«How long will the hatred among ourselves last? Cuba is one, and each person loves it in their own way, but we must respect each other,» I heard a woman, not older than 60, say while standing in line for bread, as she commented on the insults and digital quarrels seen on social media between some children of this land who emigrated and those who decide to remain here, enduring blackouts, shortages, and all the daily hardships.
No one holds absolute truths, but rather feelings shaped by their education, culture, and professional aspirations. Personal experiences rarely resemble one another and guide life decisions, but from there to disrespect and the savage cannibalism of wishing for, supporting, or even calling for military interventions in the country that shelters your family and friends is a long stretch.
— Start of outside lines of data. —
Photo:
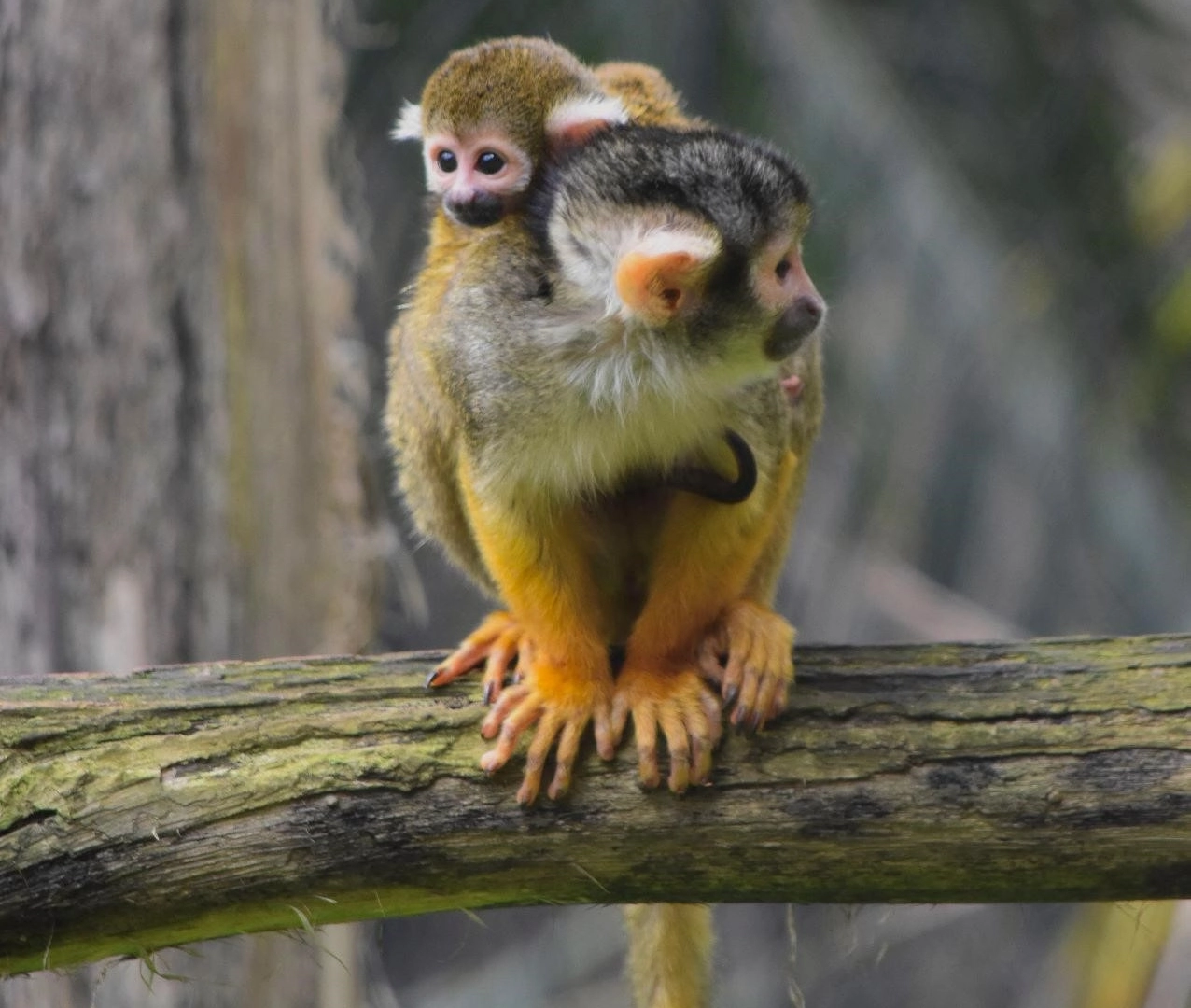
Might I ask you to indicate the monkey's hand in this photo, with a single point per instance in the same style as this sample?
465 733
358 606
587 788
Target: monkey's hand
750 654
561 697
673 697
497 641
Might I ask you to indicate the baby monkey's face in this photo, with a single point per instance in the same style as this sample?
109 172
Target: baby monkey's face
479 175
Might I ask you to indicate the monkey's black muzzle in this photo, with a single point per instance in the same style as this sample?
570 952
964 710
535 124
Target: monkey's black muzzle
794 324
480 211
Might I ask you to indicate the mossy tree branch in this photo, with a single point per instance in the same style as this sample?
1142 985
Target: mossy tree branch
189 802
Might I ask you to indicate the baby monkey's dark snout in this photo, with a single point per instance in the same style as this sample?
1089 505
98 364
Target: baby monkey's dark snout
482 210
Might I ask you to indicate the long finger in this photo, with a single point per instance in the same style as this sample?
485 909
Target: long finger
565 758
679 745
504 707
535 759
646 731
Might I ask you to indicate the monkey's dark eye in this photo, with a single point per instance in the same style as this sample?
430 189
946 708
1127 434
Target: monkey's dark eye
490 162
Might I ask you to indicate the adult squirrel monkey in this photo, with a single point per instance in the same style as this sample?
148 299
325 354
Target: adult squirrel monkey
487 119
634 328
431 413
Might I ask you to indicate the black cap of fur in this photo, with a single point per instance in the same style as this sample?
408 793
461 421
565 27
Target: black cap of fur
735 182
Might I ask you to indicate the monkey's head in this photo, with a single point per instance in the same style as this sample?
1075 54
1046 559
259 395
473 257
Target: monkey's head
491 113
691 238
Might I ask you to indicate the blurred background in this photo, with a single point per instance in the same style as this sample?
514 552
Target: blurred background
203 233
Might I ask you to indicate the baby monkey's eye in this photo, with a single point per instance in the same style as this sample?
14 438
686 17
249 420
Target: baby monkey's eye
490 162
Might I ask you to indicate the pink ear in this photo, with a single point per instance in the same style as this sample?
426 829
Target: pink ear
575 119
656 285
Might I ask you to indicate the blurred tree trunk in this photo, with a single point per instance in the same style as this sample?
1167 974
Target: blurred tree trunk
180 399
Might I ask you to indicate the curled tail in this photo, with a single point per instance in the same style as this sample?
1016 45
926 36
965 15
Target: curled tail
669 955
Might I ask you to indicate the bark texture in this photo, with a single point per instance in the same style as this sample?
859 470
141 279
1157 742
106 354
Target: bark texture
192 802
112 552
181 470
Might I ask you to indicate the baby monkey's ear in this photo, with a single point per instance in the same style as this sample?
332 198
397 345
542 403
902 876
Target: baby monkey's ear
409 123
577 119
663 275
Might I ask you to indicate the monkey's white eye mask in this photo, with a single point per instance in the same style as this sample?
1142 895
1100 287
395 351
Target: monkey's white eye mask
647 267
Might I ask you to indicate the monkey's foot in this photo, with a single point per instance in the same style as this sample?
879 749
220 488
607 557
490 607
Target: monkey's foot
755 679
560 700
676 700
497 641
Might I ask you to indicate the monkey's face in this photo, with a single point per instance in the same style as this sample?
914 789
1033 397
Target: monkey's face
692 240
784 289
480 175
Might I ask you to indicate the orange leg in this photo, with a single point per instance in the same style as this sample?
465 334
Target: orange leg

And every time we say division is ideological, I remember Frei Betto: “Ideology is the pair of glasses that each of us, without exception in the world, has behind our eyes.” Sadly, those glasses are sometimes clouded by an induced myopia from hegemonic communication systems that blind reasoning and damage relationships simply because, instead of persuading and listening, they resort to imposition and radicalism. Thinking differently is logical. Understanding that difference in every act of life without judging should also be logical.
We have all made mistakes. And of course, governments and their leaders too. Taking facts, names, or processes out of their historical context to analyze them in 2026 always risks being unfair and partial. But the Revolution—with a capital R—lived in Cuban society after 1959 is indisputable and not mere rhetoric. On a balanced scale, the correlation of benefits, social justice, and transformations is immense.
That there is bureaucracy, that many things can be changed, that we are suffocated by daily economics and inflation, that we need more secure solutions for everyday problems, and that we all have more questions about the future—this is true.
The solution lies only among Cubans. Not by appealing to third parties, and even less to the U.S. government. Not by hating, nor by supporting terror campaigns, nor by calling people to the streets that they themselves never took. Today, the dictionary of Cuban identity carries one meaning: to love the homeland, the nation. Everything else is just empty talk.